Marine sponge yields potential cystic fibrosis drug


Latonduine A, originally isolated from marine sponges off the coast of Indonesia, has shown promise as a possible therapeutic for cystic fibrosis.

By Tyler Irving
Posted January 2013

A chemical isolated from marine sponges has shown surprising activity in both cell and animal models of cystic fibrosis, and could become the basis for a new therapeutic.

Cystic fibrosis results from a mutation in the gene for a membrane protein called the cystic fibrosis transmembrane conductance regulator (CFTR), which transports chloride ions in and out of epithelial cells.
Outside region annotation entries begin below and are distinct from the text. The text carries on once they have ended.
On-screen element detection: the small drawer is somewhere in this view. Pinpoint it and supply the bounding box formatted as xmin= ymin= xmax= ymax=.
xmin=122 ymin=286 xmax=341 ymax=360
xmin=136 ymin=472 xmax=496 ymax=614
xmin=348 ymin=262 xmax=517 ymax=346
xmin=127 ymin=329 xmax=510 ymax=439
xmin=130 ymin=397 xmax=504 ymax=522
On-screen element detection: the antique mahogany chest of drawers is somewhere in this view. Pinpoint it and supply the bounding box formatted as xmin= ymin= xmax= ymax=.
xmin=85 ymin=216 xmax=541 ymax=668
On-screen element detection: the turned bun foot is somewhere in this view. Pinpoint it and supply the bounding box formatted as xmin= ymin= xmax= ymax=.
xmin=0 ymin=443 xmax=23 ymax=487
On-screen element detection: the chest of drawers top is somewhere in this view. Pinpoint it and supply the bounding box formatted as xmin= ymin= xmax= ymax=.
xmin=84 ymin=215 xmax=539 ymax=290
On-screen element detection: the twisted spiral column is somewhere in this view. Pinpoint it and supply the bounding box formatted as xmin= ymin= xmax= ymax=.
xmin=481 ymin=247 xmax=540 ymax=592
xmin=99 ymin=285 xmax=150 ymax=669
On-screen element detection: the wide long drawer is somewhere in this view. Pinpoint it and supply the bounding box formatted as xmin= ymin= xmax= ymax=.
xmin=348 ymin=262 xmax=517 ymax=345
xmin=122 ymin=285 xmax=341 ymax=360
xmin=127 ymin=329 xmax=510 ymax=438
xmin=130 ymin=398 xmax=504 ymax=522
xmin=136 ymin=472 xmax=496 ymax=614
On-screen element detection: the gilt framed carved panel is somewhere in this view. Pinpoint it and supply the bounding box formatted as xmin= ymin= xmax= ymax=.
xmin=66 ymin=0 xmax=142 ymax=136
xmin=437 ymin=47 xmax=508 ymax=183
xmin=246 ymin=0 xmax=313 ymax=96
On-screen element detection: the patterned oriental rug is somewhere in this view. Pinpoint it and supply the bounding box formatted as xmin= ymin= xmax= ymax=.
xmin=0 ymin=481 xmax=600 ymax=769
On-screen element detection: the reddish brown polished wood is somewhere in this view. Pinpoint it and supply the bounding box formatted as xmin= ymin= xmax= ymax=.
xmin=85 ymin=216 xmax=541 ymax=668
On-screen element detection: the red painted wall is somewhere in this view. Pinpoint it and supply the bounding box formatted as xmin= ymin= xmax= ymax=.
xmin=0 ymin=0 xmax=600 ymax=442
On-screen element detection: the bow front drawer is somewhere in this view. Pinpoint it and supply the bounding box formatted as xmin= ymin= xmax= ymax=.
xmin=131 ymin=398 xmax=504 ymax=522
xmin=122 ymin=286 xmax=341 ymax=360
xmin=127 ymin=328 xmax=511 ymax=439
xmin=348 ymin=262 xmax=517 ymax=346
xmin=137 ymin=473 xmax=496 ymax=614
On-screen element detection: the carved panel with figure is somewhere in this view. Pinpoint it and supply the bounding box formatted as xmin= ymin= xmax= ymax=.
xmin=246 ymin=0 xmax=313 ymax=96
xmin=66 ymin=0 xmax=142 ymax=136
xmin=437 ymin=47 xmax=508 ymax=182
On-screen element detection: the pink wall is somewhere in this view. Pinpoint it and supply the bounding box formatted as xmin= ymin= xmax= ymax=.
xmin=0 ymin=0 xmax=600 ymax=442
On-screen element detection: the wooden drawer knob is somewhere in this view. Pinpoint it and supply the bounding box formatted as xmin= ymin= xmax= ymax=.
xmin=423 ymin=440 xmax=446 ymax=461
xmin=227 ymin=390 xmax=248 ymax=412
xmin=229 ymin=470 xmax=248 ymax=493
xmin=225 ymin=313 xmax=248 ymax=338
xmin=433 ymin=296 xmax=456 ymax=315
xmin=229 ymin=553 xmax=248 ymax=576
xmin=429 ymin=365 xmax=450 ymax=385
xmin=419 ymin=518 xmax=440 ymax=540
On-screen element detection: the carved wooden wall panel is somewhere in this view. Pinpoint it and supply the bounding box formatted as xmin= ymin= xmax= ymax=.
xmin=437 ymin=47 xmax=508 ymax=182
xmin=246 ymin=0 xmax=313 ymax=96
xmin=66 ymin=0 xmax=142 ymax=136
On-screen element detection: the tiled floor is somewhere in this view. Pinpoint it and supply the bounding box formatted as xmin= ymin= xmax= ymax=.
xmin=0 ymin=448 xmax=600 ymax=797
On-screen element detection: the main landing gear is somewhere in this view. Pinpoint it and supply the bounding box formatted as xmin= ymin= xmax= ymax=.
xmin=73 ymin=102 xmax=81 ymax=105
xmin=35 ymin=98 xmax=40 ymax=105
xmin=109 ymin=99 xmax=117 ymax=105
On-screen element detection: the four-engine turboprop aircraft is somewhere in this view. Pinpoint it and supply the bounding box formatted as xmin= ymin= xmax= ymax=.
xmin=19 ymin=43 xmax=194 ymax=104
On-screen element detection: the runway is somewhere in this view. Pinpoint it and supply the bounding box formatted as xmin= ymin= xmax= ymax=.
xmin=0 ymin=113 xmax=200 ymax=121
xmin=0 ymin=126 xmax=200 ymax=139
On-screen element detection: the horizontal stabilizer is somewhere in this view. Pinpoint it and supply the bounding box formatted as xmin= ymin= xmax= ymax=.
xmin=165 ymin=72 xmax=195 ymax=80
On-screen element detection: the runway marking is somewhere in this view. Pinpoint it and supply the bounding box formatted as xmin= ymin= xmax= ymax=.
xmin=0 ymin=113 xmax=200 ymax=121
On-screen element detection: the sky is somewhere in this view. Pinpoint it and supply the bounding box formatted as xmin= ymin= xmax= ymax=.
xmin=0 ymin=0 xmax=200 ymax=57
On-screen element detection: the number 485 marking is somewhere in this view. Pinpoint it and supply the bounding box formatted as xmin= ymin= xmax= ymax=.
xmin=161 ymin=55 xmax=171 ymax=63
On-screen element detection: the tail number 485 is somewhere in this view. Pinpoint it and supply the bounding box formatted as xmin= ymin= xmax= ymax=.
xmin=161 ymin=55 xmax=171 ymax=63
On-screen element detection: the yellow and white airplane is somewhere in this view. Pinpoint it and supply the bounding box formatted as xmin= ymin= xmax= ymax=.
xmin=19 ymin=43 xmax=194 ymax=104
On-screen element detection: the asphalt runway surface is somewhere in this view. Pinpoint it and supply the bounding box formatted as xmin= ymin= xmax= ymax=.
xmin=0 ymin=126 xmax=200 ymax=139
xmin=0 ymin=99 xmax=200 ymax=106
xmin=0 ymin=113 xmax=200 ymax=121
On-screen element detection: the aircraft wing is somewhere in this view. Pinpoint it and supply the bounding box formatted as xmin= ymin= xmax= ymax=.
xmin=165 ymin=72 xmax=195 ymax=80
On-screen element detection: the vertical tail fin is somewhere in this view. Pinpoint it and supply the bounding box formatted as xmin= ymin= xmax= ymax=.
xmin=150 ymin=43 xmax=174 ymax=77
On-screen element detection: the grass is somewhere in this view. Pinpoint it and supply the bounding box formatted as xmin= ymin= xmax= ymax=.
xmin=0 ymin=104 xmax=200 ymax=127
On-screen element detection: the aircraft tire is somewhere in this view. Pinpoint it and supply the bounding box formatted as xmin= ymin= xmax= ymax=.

Although there are many possible mutations, the most common one results in misfolded CFTR becoming stuck in the cell’s internal machinery. A team led by David Thomas in the department of biochemistry at McGill University is using high-throughput screens to search for molecules which might get CFTR past that roadblock and out to the cell surface.

One of the screens was run on a collection of 720 extracts put together by University of British Columbia chemist Raymond Andersen, who for decades has been isolating novel compounds from marine sponges. The McGill team scored a hit with a compound called latonduine A, named after the island of Latondu in Indonesia where the sponges that produce it are found. “We found the latonduines years ago, but they had previously shown no biological activity,” says Andersen. “It was quite remarkable that they were so active in these assays.” Not only does latonduine A get CFTR to the surface in cell-based assays, it also provides up to 9 per cent correction in mouse models of cystic fibrosis. “That’s as good as anything we’ve seen, and including other people’s molecules,” says Graeme Carlile, a post-doctoral research associate in Thomas’s lab and lead author of the group’s latest paper, published in Chemistry and Biology.

Future work will be needed to determine if more active variants of latonduine A can be made, as well as to nail down the exact mechanism. Interestingly, preliminary tests of latonduine A in combination with other potential CFTR correctors have shown an additive effect. “There may be two separate flaws in the folding,” says Carlile, “So it might be better to produce two molecules instead of one.”